Examples would include:

j = j + 4;

k = k * (j + 1);

This is so common, that most operators in C have a shortcut form called an "abbreviated assignment operator" that permits the above generic form as:

(lvalue) (operator)= (expression);

So the two examples above could be re-written as:

j += 4;

k *= (j + 1);

Notice that not all expressions that are read-modify-write can be written using an abbreviated assignment operator. For instance, the statement:

k = 2 * (k + 1);

Cannot be. In general, an abbreviated assignment operator can be used if the present value of the object is one operand of an operator and the entire remainder of the expression is the other operand, which is what the generic form above specifies.
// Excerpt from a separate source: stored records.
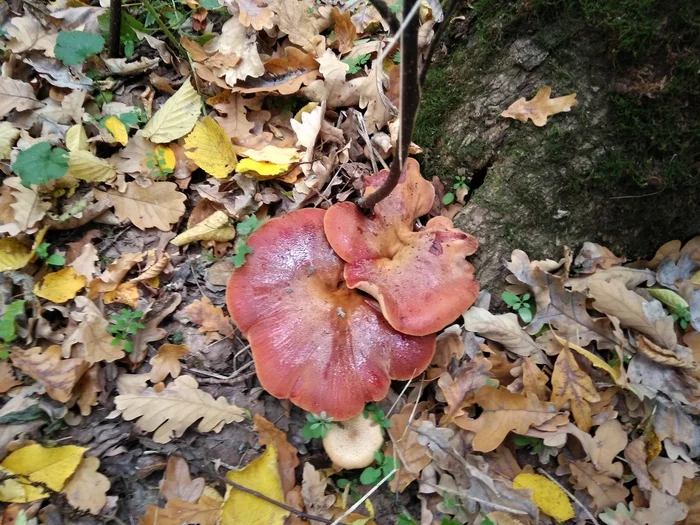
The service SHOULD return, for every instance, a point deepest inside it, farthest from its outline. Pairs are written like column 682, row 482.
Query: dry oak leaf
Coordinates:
column 92, row 335
column 571, row 384
column 158, row 206
column 503, row 412
column 540, row 107
column 50, row 467
column 87, row 488
column 59, row 376
column 172, row 411
column 166, row 362
column 176, row 117
column 210, row 318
Just as read-modify-write operations are so common that they warranted shortcut forms, a special subset of read-modify-write operations is similarly so common as to warrant even shorter forms. Specifically, incrementing and decrementing the value stored in an object is so common that the generic expression:

(lvalue) = (lvalue) + 1;

Can not only be written using an abbreviated assignment expression in the form:

(lvalue) += 1;

But it can also be written in the even shorter form:

(lvalue)++;

This is called the "increment operator". More specifically, for reasons explained shortly, it is the "post-increment operator". There is also a "post-decrement operator" that behaves as follows:

(lvalue) = (lvalue) - 1;

Can be written as

(lvalue)--;

There is, however, a subtle difference. The value of a post-increment or post-decrement operation is the original value stored in the object. For example:

j = 15;

k = 13 + j++;

The (j++) expression evaluates to 15 and so the result that is stored in k is the value 28.
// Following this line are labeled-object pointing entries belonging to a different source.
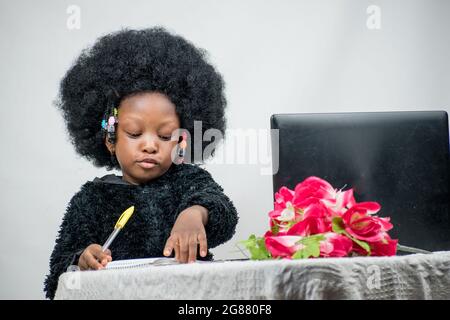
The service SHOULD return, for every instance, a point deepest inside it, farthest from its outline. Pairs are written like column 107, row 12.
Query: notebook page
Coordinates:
column 135, row 263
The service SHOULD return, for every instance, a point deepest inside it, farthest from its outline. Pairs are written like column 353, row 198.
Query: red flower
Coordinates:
column 312, row 190
column 361, row 225
column 315, row 220
column 335, row 245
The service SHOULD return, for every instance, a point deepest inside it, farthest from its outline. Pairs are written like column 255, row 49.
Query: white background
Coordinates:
column 275, row 56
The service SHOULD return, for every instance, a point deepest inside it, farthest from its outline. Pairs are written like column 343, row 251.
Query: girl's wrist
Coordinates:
column 196, row 211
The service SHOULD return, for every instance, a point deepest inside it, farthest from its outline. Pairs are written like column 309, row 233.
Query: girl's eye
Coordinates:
column 133, row 135
column 165, row 138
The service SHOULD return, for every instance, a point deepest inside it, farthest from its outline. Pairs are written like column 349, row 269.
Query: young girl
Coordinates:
column 125, row 101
When it is desired to have the new value used in the expression, the pre-increment and pre-decrement operators can be used. Here the '++' or '--' operator is simply written prior to the object to be modified. For example:

j = 15;

k = 13 + ++j;

The (++j) expression evaluates to 16 and so the result that is stored in k is the value 29.
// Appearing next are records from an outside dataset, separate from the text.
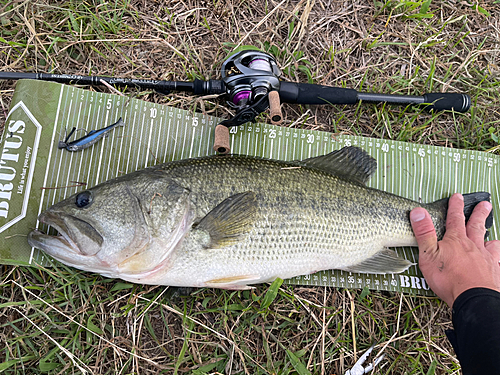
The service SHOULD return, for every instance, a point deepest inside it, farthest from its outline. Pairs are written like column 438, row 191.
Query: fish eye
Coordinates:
column 84, row 199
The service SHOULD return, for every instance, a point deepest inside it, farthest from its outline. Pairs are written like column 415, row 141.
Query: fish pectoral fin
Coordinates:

When used in expressions, it is best to separate the concept of the evaluated value from the side effect. For instance, in the expression

k = k + (j + 1);

The expression in parentheses evaluates to a value. Where the object j gets modified or not is irrelevant to the question of what value the expression evaluates to. The same is true for the increment and decrement operators. The post- versions evaluate to what ever the operand is while the pre- versions evaluate to one greater than, or one less than, the operand as appropriate.

The fact that these operators change the value stored in an object, in addition to evaluating to a value, is referred to as a "side effect". The same is true of all of the assignment operators. In most cases where they are used, we are only interested in the side effect. But when they are used as part of a larger expression it must be kept in mind that the assignment action itself is considered a side effect. The important thing to note is that the exact time at which side-effects are applied is not tightly defined. The C language standard defines "sequence points" and states that all side effects must be applied prior to proceeding to the next sequence point. But within a section of code in between sequence points the side effect can be applied immediately or delayed until just before the sequence point is reached.

The practical effect that this has for most programmers is that a very strong rule of thumb is to never perform more than one assignment operation on the same object within the same expression and never use the value stored in an object that is subject to side-effects except in the segment of the expression that is responsible for the side-effect.

For example:

k = k++;

Has two side-effects on k, one from the post-increment operator and one from the assignment operator. While the right hand expression evaluates to a well-defined value - the original value of k - the value that eventually gets stored in k is undefined because the order in which the side-effects are applied is undefined.

j = 2 * k + (k++);

The value of k when it is multiplied by 2 is undefined because the side-effect may or may not have been applied prior to evaluating that part of the expression.